I'll go for a permit, and we're going for the ISP "approval" for instructing the permit requirement, but it will more of an exercise than anything productive.
Posted by: WPZ at July 10, 2013 07:56 AM
OMG! Conceled carry!!! Dodge City! Blood in the streets! Just like...
Wait, they keep saying that and it never happens.
Of course, there was blood in the streets due to lawless gunplay in Chicago last weekend and the weekend before that and the weekend before that and etc., etc.
Posted by: MajorMike at July 10, 2013 09:25 AM
I'm just enjoying watching Quinn and Daley squirm and suffer.
Posted by: Jim at July 10, 2013 12:16 PM
Regarding the partial "reciprocity" part for out of stater's with guns in their cars ...
Does that allow us to carry loaded firearms, or just "transport" firearms? "Transport" meaning unloaded and locked in a case.
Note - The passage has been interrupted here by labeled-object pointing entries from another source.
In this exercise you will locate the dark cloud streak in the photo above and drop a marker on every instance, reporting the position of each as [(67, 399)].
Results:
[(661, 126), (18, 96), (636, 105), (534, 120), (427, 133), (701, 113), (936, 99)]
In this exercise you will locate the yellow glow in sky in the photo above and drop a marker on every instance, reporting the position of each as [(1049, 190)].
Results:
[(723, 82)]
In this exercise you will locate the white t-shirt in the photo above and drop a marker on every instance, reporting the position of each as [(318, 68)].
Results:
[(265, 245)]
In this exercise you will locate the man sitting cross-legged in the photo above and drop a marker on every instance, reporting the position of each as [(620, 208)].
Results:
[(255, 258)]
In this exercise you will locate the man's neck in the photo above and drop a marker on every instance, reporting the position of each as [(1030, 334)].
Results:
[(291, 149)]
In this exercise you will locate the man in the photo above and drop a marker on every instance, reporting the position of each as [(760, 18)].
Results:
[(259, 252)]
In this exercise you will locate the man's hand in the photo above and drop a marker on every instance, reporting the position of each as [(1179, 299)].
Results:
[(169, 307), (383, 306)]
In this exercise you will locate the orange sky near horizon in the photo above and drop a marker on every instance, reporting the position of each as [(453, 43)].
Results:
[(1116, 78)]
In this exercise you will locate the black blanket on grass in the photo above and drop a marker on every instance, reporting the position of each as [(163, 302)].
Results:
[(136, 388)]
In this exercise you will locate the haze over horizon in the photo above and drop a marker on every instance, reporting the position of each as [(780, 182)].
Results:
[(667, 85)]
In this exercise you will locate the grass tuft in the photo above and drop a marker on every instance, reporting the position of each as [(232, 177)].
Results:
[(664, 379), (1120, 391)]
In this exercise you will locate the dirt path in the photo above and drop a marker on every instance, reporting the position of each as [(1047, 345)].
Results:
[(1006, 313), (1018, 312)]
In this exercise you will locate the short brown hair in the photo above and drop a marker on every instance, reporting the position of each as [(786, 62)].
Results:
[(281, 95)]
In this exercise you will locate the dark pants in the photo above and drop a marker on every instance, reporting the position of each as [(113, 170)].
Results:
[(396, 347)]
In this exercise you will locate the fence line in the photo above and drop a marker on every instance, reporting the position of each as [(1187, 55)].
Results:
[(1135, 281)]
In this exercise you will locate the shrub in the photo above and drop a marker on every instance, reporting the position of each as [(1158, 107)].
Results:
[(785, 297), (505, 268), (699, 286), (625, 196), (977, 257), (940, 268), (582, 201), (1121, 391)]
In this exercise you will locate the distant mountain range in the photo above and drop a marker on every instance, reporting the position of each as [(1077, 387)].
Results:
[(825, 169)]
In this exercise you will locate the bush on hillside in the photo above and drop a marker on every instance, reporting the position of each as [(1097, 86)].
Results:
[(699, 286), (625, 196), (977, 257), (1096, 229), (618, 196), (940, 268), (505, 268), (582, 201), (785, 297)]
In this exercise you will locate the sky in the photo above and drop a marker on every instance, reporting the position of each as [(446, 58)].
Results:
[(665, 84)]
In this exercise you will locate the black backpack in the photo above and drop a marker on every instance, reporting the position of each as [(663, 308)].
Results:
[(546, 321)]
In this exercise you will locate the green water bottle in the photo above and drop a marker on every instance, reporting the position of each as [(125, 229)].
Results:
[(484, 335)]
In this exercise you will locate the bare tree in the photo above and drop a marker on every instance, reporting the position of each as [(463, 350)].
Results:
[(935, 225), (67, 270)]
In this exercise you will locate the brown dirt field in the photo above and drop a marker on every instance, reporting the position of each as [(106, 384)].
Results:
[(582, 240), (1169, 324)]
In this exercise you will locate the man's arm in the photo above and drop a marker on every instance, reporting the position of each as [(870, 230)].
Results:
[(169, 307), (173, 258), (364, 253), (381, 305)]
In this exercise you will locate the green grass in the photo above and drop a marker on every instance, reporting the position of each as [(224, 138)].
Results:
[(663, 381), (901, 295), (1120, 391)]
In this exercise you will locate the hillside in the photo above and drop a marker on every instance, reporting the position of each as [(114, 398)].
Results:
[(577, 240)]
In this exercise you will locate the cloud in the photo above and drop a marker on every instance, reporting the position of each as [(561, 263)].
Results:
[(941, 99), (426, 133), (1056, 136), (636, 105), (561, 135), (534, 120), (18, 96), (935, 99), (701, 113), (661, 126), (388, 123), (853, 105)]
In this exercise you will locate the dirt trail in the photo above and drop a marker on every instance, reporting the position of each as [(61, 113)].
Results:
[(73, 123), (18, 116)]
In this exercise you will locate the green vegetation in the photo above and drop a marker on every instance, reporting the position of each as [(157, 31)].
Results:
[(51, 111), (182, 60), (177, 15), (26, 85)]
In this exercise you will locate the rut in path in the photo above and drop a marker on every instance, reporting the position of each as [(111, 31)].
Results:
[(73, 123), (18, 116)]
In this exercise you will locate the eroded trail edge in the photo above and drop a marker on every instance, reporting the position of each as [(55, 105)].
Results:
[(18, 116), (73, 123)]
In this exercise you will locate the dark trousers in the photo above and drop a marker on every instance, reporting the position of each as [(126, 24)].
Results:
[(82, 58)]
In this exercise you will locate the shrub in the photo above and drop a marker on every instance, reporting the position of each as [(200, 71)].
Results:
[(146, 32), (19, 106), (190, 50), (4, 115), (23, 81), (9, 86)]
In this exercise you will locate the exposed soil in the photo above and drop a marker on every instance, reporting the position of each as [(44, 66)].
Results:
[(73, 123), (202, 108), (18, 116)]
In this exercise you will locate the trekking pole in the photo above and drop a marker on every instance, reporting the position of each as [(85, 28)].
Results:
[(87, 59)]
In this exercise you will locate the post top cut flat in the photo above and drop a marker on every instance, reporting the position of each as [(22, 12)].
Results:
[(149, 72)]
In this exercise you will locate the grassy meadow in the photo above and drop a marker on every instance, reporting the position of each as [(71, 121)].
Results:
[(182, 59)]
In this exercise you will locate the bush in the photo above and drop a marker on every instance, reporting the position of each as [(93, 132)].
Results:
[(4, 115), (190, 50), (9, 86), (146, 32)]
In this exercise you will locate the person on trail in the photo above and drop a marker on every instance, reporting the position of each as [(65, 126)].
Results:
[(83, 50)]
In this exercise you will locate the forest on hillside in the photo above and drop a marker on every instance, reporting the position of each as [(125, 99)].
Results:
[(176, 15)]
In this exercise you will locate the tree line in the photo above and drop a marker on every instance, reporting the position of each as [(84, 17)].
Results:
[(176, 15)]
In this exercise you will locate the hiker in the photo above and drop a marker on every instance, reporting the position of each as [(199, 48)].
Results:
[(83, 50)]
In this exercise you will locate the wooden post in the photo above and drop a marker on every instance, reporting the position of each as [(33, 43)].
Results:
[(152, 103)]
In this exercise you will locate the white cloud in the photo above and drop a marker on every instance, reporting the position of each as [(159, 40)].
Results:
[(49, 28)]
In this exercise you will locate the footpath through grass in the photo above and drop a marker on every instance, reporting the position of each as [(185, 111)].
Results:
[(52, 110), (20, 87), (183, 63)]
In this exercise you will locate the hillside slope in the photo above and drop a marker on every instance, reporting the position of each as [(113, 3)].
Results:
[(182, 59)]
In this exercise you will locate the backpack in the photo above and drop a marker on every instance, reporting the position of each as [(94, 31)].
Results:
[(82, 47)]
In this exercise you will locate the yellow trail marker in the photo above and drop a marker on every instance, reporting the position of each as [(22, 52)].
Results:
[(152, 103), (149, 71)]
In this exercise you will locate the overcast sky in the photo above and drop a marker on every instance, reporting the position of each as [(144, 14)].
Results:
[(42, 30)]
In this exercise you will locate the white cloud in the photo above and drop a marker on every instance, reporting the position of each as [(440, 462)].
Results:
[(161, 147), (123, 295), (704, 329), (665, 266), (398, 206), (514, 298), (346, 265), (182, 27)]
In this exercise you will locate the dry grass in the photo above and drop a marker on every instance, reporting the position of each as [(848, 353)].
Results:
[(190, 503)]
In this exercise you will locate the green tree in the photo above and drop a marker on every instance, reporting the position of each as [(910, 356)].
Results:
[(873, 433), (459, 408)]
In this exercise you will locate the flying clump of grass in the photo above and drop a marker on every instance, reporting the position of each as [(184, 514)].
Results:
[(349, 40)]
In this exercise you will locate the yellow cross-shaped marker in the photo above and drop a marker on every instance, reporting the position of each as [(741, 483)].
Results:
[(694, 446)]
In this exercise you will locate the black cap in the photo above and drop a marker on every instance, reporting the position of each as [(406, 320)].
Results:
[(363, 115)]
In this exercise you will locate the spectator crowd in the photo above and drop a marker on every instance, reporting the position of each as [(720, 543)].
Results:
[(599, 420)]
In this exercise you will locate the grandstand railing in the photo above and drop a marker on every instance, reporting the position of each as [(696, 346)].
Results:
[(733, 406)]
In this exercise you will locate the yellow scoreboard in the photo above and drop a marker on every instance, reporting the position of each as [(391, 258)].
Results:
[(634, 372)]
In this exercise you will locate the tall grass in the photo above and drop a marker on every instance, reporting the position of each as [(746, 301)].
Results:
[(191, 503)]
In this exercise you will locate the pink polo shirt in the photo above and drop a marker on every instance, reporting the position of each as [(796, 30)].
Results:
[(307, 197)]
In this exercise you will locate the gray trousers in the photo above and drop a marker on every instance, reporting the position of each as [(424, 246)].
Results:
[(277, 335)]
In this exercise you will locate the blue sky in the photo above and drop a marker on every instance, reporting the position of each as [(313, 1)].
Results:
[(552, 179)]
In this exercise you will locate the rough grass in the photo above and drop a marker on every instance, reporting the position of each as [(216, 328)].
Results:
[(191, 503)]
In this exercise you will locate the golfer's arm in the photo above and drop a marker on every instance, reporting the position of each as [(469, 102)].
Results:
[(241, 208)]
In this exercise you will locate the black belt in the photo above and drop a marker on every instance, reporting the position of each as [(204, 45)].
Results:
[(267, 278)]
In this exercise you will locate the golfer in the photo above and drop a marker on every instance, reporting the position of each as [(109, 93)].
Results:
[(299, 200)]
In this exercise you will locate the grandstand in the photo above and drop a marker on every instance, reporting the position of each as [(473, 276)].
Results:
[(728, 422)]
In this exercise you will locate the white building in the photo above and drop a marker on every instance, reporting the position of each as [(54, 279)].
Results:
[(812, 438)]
The bills words seems like the former, but from looking at the FAQ on the ISP site they seem to believe the latter.
Posted by: Stephen at July 10, 2013 07:36 PM
Since the bill is about concealed carry, it seems from the context that it is indeed for carrying(?)
Posted by: Jeff at July 11, 2013 08:18 AM
As to comments 9&10, here is the applicable passage from the passed bill. It's clear from this that carrying within the vehicle by an out-of-stater is now legal:
Nothing hing in this Act shall prohibit a non-resident from
transporting a concealed firearm within his or her vehicle in
Illinois, if the concealed firearm remains within his or her vehicle and the non-resident:
(1) is not prohibited from owning or possessing a
firearm under federal law;
(2) is eligible to carry a firearm in public under the
laws of his or her state or territory of residence; and
(3) is not in possession of a license under this Act.
If the non-resident leaves his or her vehicle unattended,
he or she shall store the firearm within a locked vehicle or
locked container within the vehicle in accordance with
subsection (b) of Section 65 of this Act
Posted by: Jeff at July 11, 2013 05:42 PM
Thanks! It sure looks that way to me, too, and it seems pretty clear.
Fortunately it'll be a while before I go back to Chicago, so by then there'll probably be pretty clear guidance as to how this is being enforced.
Ironically ... as an out of stater, I believe this gives me the right to carry my firearm in Illinois immediately, since this went into effect immediately, while Illinoisians have to wait for the entire process to work it's way through and for licenses to be issued.
Posted by: Stephen at July 11, 2013 08:39 PM
Uh, I don't think it says non-residents can carry in Illinois under their own license- just "transport" in a vehicle.
Illinois has resident and non-resident licenses under the new law, and no recognition or reciprocity that I've heard of- for actual carry.
Posted by: WPZ at July 12, 2013 02:21 PM
I meant "carry" as in a car only. I was referring to the clause right above.
If this clause allows me to carry a loaded firearm in my vehicle ready to use because I meet the standards, then I may have rights that locals do not yet have (no they're still discussing whether limitations are allowable while ISP is working on getting out permits).